Chart of the Day: Developed economies’ debt levels by sector
This is a great chart below via the Wall Street Journal. It shows the total debt to GDP ratios for the largest developed economies in the world broken down into four sectors: households, non-financial corporations, financial institutions and government.
The takeaways are:
- The UK and Japan are far and away the most indebted nations. Japan’s biggest areas are government and financial sector debt. The UK has a very large financial sector.
- As I mentioned yesterday, Canada has high household debt, as does Australia. Unlike the UK and the US which also do, these economies have not seen house price declines
- Italy and France have low household sector debt which suggests that private sector deleveraging is less of a factor in debt deflation dynamics irrespective of the nonfinancial corporate sector.

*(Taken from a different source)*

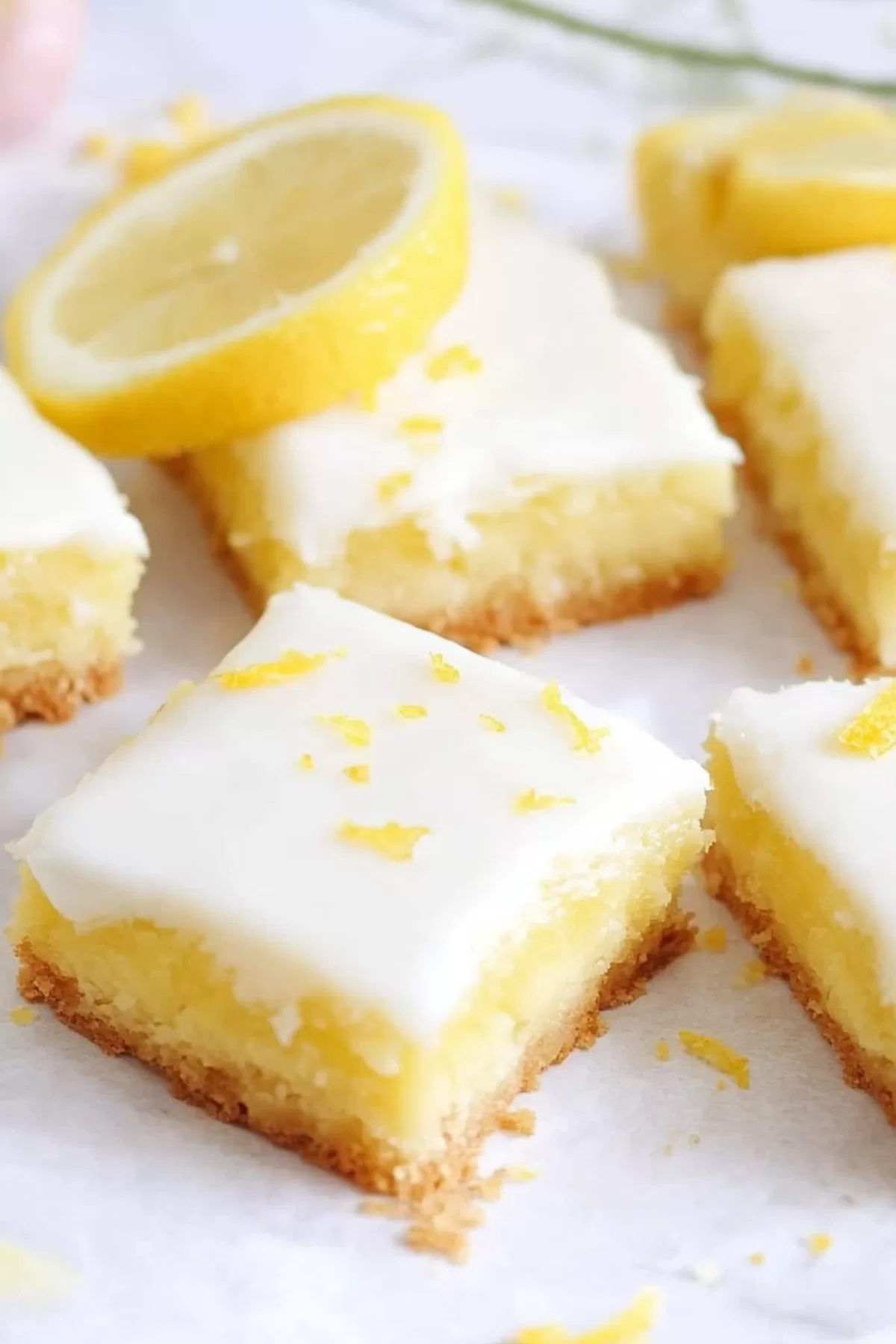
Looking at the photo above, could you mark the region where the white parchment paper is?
[0,0,896,1344]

- Germany, Canada, the US and Australia have the lowest aggregate debt levels.
Remember that a government deficit that creates debt is always mirrored by a nongovernment surplus. So these aggregate numbers don’t tell the full story since you would need serious private sector credit growth to offset government deficits. Another point to remember is that the UK banks in particular have a lot of foreign currency assets that create concomitant liabilities.
Source: U.S. Leads Other Nations in Deleveraging
Also note, I did an analysis on deleveraging using this sectoral analysis in 2009 to see how the US debt levels changed during and after recession See "A brief look at the Asset-Based Economy at economic turns"
Much of the UK financial sectors debts have been accumulated in the last ten years. This is why the UK really could be considered the weakest currency as it has a pathetic savings rate as a result of supply side policies and leaves the nation vulnerable to hot money. As long as it does not have to resort to QE or printing money to keep the books balanced it might hold on to that hot money, Though it leaves the UK banks exceptionally vulnerable to a credit crunch.
Private debt was not seen as a problem even as it inflated a property bubble beyond the reach of most first time buyers. Problems were inevitable.
Strip out the italian government debt and the overall debt figures are pretty good compared to the other nations listed.